Abstract. In recent years, the amount of water used for
agricultural purposes has been rising due to an increase in food demand.
However, anthropogenic water usage, such as for irrigation, is still not or
poorly parameterized in regional- and larger-scale land surface models (LSMs). By contrast, satellite observations are directly affected by, and hence potentially able to detect, irrigation as they sense the entire integrated soil–vegetation system. By integrating satellite observations and fine-scale
modelling it could thus be possible to improve estimation of irrigation
amounts at the desired spatial–temporal scale. In this study we tested the potential information offered by Sentinel-1
backscatter observations to improve irrigation estimates, in the framework
of a data assimilation (DA) system composed of the Noah-MP LSM, equipped
with a sprinkler irrigation scheme, and a backscatter operator represented
by a water cloud model (WCM), as part of the NASA Land Information System
(LIS). The calibrated WCM was used as an observation operator in the DA
system to map model surface soil moisture and leaf area index (LAI) into
backscatter predictions and, conversely, map observation-minus-forecast
backscatter residuals back to updates in soil moisture and LAI through an
ensemble Kalman filter (EnKF). The benefits of Sentinel-1 backscatter observations in two different
polarizations (VV and VH) were tested in two separate DA experiments,
performed over two irrigated sites, the first one located in the Po Valley
(Italy) and the second one located in northern Germany. The results confirm
that VV backscatter has a stronger link with soil moisture than VH
backscatter, whereas VH backscatter observations introduce larger updates in the vegetation state variables.

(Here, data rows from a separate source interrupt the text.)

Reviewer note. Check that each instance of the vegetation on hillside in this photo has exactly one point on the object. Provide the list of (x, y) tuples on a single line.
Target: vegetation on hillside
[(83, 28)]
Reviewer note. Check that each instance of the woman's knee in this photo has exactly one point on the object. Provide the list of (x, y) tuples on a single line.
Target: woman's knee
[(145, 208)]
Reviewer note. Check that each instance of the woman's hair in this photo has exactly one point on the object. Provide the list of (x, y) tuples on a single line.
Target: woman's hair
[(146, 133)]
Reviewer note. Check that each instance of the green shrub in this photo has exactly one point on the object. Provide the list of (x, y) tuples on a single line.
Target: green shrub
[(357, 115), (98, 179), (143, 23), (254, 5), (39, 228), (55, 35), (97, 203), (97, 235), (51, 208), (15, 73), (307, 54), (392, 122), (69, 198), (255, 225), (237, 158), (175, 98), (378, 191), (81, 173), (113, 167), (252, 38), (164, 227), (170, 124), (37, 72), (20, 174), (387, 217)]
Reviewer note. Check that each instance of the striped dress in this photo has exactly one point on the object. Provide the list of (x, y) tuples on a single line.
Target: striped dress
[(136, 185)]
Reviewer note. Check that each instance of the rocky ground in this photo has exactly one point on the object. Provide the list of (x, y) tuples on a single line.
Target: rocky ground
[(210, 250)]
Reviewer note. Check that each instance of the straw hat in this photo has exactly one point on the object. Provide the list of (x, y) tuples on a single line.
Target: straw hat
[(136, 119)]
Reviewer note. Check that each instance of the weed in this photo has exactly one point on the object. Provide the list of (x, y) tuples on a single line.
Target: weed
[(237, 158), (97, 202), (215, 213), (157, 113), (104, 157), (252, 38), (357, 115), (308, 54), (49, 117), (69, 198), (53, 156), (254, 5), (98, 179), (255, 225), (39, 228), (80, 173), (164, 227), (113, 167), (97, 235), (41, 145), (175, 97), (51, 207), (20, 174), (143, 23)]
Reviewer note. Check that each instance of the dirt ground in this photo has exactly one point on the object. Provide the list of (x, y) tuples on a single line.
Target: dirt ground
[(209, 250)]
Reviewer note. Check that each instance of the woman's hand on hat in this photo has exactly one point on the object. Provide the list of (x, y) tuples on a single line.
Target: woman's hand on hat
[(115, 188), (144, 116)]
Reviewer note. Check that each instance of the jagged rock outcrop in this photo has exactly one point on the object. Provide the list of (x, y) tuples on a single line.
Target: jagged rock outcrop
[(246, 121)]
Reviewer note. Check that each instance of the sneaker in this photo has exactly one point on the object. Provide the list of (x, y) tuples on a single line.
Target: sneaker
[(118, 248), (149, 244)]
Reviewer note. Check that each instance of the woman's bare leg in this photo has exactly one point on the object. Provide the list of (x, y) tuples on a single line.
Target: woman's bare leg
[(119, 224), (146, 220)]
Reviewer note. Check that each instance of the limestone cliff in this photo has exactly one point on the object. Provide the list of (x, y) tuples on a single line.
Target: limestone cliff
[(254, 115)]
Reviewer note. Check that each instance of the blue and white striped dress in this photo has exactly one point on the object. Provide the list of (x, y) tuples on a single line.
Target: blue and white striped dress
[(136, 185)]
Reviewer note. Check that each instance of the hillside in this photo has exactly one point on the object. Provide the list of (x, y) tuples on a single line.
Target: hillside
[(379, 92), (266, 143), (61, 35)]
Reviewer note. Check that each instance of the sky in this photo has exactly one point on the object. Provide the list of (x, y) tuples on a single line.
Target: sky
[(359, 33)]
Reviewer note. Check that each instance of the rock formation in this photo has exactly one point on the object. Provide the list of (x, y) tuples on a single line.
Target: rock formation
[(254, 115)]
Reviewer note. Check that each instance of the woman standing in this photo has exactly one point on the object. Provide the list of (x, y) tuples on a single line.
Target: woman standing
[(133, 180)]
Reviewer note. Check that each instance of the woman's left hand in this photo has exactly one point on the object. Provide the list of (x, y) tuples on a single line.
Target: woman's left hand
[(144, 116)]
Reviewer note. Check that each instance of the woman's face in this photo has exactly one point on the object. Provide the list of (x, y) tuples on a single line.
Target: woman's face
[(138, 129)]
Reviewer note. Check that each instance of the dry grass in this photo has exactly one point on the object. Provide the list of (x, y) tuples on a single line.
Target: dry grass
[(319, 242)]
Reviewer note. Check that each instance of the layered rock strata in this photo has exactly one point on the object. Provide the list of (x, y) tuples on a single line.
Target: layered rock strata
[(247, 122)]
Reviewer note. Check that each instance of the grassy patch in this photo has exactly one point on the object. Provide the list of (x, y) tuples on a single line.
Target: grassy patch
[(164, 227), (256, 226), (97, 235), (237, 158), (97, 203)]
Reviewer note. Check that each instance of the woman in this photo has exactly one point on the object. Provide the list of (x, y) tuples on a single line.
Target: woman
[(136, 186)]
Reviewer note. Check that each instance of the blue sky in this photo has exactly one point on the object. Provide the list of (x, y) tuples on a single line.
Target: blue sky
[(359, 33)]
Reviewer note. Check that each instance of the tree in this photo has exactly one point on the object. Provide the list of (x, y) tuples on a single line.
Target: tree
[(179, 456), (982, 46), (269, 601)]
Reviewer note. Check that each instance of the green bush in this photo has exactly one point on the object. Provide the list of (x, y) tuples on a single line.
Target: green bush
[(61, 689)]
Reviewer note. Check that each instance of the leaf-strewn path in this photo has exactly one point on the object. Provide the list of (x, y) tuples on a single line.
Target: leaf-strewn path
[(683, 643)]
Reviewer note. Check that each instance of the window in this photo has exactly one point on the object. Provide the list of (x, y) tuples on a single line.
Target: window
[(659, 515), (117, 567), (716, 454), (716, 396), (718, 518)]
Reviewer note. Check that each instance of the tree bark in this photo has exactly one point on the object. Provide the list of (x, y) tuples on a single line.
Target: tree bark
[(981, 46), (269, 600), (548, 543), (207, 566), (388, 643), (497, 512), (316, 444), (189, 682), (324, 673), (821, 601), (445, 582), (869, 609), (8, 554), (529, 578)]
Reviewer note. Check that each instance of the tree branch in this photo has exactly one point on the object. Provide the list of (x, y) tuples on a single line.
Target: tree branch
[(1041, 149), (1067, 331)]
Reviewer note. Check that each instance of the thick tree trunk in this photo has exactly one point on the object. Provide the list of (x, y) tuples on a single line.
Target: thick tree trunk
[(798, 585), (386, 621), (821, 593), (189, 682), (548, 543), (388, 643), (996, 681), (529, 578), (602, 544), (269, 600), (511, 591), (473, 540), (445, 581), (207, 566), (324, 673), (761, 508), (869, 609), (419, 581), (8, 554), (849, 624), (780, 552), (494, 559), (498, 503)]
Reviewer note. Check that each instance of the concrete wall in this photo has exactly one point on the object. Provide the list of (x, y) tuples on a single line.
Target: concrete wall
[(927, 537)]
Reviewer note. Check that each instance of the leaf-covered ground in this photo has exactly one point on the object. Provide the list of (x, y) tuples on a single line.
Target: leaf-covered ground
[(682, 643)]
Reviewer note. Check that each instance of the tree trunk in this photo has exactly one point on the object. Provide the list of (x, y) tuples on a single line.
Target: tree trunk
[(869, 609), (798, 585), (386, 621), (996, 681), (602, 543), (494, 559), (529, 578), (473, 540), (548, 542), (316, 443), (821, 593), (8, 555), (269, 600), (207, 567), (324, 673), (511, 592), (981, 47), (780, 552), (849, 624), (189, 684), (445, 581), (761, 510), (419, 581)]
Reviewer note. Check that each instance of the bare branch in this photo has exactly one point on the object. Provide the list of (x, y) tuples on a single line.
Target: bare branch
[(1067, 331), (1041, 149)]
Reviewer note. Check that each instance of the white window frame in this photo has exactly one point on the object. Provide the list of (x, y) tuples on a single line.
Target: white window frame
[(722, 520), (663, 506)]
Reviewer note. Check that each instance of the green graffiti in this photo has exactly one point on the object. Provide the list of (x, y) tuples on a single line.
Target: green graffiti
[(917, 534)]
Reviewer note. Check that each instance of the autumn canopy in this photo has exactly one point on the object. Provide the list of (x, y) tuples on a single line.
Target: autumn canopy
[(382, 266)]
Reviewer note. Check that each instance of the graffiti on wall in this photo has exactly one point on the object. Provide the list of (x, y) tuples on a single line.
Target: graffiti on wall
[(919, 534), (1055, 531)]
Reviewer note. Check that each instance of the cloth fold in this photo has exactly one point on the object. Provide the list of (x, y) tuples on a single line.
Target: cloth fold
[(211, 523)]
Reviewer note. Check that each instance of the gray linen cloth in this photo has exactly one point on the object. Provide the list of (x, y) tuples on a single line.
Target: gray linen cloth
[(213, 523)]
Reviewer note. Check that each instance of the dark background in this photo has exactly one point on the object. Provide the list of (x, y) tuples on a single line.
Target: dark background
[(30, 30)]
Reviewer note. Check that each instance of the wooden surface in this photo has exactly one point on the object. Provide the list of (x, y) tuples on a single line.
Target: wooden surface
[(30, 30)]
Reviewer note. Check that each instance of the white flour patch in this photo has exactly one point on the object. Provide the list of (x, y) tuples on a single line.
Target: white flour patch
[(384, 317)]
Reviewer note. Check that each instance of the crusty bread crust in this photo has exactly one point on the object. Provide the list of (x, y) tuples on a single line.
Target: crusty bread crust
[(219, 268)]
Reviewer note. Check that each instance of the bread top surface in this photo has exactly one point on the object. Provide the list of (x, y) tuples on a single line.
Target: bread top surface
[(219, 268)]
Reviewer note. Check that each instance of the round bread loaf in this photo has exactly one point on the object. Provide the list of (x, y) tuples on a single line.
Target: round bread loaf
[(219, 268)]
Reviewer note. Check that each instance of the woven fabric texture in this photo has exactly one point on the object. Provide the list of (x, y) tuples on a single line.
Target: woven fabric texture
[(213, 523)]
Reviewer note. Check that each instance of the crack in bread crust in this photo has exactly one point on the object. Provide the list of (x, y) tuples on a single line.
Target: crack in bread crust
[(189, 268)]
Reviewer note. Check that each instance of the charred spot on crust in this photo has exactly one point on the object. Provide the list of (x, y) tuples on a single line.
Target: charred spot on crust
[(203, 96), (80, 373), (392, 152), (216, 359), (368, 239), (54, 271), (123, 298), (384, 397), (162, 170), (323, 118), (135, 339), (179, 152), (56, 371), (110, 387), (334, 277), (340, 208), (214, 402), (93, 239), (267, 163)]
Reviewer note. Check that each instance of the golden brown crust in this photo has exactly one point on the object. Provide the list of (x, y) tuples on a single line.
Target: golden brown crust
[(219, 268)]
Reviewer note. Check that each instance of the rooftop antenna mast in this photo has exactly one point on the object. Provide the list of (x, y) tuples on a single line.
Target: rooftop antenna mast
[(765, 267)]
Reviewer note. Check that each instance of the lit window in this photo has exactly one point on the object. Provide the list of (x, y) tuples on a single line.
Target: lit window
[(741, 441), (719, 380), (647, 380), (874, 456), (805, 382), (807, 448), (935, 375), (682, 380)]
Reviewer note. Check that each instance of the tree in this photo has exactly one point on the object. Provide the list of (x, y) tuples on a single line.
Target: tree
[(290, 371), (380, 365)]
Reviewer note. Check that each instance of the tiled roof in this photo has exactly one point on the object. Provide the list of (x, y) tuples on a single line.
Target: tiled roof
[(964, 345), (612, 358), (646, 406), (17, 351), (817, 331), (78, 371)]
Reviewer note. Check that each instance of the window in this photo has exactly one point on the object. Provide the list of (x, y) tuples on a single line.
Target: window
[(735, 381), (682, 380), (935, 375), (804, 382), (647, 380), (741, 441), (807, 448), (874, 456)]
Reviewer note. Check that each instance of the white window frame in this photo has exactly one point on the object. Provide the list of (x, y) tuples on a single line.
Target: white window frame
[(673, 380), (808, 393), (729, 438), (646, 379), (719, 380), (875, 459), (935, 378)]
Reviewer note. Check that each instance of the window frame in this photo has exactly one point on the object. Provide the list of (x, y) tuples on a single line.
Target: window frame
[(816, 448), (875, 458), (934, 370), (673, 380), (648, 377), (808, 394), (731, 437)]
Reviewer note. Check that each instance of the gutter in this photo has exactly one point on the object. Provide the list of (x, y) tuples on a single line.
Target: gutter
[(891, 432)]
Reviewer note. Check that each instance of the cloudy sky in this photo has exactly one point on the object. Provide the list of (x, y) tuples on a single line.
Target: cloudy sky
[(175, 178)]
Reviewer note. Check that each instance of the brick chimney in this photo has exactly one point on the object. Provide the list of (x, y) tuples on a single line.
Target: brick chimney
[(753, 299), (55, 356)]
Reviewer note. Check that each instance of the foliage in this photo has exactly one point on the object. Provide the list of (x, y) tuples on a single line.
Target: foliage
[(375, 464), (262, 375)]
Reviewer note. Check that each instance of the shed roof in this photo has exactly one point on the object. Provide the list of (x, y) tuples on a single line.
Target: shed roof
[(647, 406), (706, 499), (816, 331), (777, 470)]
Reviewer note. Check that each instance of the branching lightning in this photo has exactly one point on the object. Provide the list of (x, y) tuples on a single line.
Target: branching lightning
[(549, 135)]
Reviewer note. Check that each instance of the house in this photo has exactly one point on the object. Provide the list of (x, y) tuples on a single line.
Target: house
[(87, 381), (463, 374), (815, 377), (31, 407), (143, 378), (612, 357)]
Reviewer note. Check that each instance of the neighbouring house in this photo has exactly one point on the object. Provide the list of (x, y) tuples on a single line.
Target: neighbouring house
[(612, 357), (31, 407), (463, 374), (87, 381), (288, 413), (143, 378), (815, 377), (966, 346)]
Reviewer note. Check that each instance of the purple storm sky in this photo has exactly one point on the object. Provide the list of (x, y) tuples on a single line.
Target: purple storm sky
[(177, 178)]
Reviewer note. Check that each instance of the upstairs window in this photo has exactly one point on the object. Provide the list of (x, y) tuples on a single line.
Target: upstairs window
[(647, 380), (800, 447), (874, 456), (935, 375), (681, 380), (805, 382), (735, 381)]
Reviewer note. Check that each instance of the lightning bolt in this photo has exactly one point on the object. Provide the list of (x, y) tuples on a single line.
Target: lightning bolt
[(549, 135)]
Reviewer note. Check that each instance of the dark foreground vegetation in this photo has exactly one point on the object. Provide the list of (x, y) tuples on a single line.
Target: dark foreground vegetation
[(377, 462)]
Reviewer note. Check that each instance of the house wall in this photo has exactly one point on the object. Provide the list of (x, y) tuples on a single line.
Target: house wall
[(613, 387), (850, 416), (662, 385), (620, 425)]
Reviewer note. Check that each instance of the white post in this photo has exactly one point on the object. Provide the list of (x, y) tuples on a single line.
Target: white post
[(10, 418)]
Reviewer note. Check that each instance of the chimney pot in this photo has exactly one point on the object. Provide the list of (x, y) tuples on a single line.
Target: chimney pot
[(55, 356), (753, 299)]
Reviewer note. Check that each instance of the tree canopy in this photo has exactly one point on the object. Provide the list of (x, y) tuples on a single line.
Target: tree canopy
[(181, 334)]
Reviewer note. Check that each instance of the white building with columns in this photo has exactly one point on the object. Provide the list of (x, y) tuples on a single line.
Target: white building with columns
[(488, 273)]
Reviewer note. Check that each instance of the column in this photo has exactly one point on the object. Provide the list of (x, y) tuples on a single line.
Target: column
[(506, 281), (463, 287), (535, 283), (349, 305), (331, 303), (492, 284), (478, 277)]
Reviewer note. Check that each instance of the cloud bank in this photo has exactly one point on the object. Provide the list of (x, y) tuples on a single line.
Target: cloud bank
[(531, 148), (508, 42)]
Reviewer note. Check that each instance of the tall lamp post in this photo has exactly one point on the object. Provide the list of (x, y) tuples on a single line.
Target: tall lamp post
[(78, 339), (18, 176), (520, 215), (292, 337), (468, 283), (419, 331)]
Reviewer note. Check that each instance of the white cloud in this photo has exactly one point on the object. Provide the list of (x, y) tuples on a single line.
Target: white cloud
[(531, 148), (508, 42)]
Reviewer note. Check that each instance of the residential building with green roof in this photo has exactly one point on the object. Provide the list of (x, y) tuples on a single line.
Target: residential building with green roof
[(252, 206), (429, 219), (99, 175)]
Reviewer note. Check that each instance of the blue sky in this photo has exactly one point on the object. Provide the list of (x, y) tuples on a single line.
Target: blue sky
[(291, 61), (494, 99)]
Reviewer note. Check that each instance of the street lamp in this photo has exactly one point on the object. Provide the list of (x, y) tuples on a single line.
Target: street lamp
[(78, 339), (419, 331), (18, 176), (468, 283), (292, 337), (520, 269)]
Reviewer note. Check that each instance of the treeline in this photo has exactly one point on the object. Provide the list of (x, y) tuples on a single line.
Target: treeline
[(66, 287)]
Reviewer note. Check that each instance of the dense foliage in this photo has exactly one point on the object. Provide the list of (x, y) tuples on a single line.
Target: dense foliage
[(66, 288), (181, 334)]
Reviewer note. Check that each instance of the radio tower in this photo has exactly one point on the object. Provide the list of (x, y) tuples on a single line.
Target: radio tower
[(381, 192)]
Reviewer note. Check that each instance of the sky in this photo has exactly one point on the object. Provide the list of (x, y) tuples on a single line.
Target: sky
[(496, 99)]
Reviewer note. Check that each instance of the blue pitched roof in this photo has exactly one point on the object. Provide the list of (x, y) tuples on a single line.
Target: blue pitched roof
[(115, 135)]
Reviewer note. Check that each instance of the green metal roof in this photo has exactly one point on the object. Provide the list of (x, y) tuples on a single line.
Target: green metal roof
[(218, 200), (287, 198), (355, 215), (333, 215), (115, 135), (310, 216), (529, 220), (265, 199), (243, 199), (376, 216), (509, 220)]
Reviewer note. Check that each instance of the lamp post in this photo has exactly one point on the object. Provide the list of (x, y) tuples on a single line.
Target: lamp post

The backscatter DA introduced both
improvements and degradations in soil moisture, evapotranspiration and
irrigation estimates. The spatial and temporal scale had a large impact on
the analysis, with more contradicting results obtained for the evaluation at the fine agriculture scale (i.e. field scale). Above all, this study sheds light on the limitations resulting from a poorly parameterized sprinkler irrigation scheme, which prevents improvements in the irrigation simulation due to DA and points to future developments needed to improve the system.